Why this matters for anyone actually training these models is that representation alignment is one of the standard tricks people reach for to speed up diffusion transformer training, and until now the leading self-alignment recipes came bundled with a mechanistic story about token interactions. If the paper is right, you can drop that story, keep the noise-level augmentation, and get a simpler training loop. Combined with Attention Separation, their SiT-XL/2 recipe reaches FID 1.44 on ImageNet 256x256 in 4M steps, versus the vanilla SiT-XL/2 baseline's 2.06 at 7M steps, and matches REPA's FID 2.08 on 512x512 without relying on an external pretrained encoder like DINOv2.

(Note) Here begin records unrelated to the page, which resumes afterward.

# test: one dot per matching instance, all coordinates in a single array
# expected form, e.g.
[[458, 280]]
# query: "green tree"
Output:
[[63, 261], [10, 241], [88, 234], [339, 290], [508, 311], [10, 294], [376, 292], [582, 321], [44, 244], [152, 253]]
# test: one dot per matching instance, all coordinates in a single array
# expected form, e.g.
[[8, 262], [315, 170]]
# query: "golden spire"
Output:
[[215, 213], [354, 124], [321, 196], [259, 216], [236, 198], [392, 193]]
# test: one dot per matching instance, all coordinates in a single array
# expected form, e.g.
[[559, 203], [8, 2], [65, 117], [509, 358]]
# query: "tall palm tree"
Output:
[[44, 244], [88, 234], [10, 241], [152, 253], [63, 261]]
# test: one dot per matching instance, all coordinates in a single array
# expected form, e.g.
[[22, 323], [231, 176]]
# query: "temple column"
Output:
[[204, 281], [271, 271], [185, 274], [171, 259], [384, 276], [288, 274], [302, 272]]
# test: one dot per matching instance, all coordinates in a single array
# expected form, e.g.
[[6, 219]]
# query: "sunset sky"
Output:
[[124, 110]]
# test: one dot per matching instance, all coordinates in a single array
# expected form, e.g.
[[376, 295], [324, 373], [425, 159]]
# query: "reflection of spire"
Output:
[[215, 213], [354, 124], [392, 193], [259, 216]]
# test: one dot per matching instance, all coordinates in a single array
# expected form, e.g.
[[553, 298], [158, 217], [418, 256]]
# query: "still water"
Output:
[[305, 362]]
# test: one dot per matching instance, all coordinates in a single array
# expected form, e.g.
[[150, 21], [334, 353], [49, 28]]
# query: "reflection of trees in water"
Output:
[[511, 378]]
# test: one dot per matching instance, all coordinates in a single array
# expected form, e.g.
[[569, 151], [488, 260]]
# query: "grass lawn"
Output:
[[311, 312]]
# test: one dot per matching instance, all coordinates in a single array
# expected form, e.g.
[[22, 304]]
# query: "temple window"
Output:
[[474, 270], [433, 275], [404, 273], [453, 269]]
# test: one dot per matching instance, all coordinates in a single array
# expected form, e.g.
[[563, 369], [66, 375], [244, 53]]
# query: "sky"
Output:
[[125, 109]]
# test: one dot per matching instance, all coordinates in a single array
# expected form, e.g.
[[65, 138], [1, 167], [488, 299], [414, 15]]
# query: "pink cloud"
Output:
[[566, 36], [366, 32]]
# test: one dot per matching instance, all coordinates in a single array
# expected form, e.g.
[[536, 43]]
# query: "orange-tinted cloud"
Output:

The honest caveat is that this is an interpretation paper first, and the validation is on class-conditioned ImageNet with SiT backbones. Self-Flow's original scope reportedly stretched to text-to-image, text-to-video and text-to-audio, and this paper does not retest that. There is also a practical gotcha in the ablations: at mask ratio 0.50, Attention Separation on its own pushes 800K FID to 38.19 unless you mix in full-image single-timestep samples, so the design still needs tuning. What the reporting does not give you is a head-to-head against the strongest external encoders at larger scale, so take the parity claim as a same-condition result rather than a general one.

The upside worth watching is for teams training DiTs on modest budgets: no external encoder dependency, no need to buy the self-supervision explanation to reproduce the gains, and a small augmentation you can slot into an existing self-alignment codebase.